Over that dinner table we talked about faith, laughed over YouTube clips, spilled our food, answered the question, “What was the highlight of your day?” dozens of times, sang a family “go-to-eating” song at least a hundred times, celebrated birthdays, cried over job losses, cheered over the birth of our first daughter, planned group vacations (then went on them), and did real life.
We belonged. These were our people. We were with each other on the messy journey that is following Jesus. They displayed his Emmanuel love.

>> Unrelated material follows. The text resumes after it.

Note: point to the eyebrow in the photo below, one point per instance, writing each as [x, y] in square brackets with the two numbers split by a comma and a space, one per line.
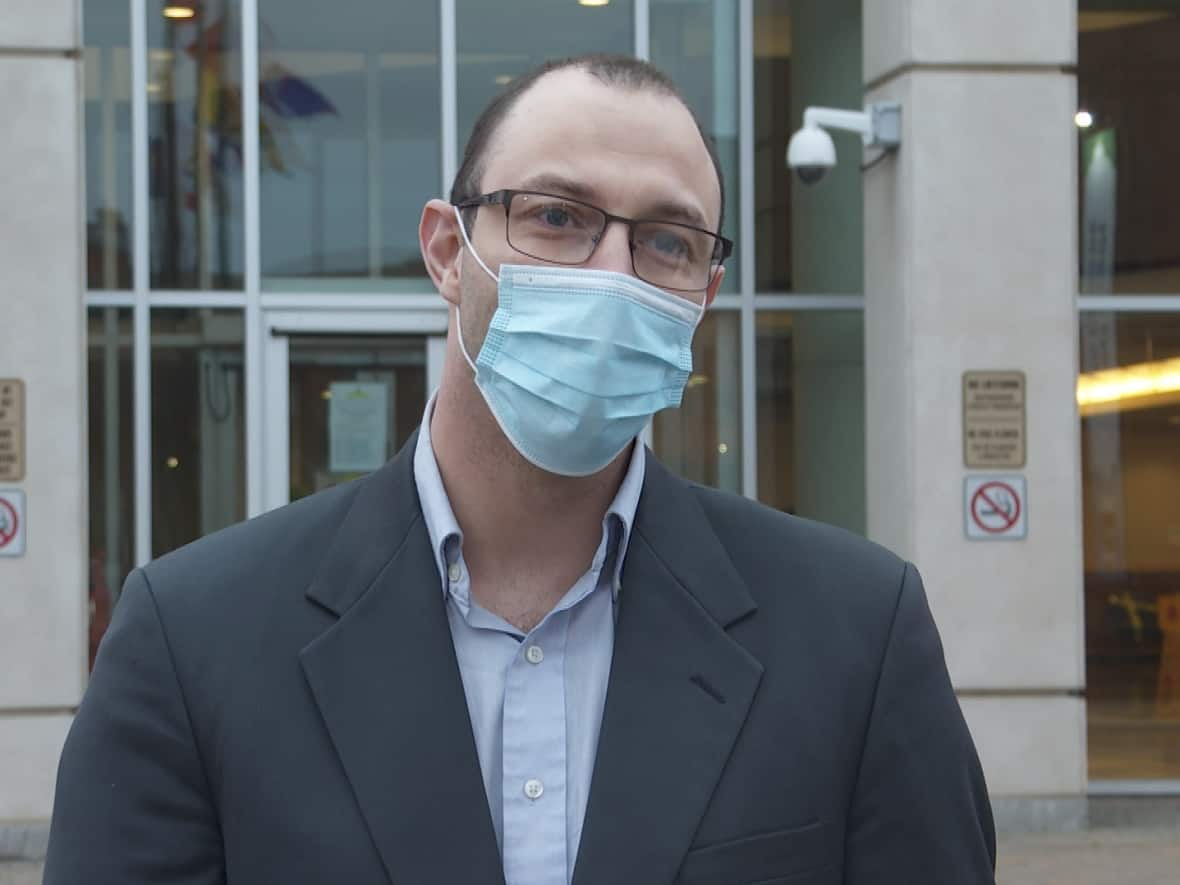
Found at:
[666, 210]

When God called us to move back to Michigan two years later because of a job transition, it felt like someone amputated a body part. We had amazing friends and family back in Michigan, but…these were our people. They knew the daily ins and outs of our lives.
After a season of moving and mourning, we dusted ourselves off and asked, “Okay, how can we incorporate what we had there, here?” We looked around and noticed the too-spacious-for-us house God let us rent cheaply, and the too-big-for-us table that came with the home. We turned to each other and questioned, “Why not?”
As a pair of busy introverts with a new ministry and child, we could have answered that question with a myriad of excuses for why a weekly community dinner wouldn’t work. But after experiencing what it felt like to belong in California, we had to try it in Michigan.
So we began with a simple dinner. It’s not perfect, but that’s the point. Jesus invites us to go to him with our problems, our pain, our not-perfect-yet attitudes, and he loves through it all. I come to my new and old friends here in Michigan with a not-Food-Network standard meal, and it’s okay. That’s the point. Laugh, spill, let your babies cry. Let’s journey with each other.
Of course, God has standards for us. He loves us too much to allow us to stay living in sinful patterns and to choose death when we think it might give us life. But when we immerse ourselves in his Emmanuel presence through the Word, prayer, and traveling with fellow sojourners, darkness comes to light and confession is a nearly natural outpouring of a desire to receive more of God’s love together.
I cannot do that on my own. Life is too hard, too messy, too discouraging. However, when there are men and women willing to reflect a loving Savior who came and never leaves, life isn’t so bleak. There is laughter to be found in spilled milk and burned chicken when surrounded with those who love like Emmanuel.
As I look now at our Christmas tree, and see that too-big table peaking around the corner, I can’t help but decide again that—without a doubt—my favorite characteristic of God’s selfless love is his with-ness.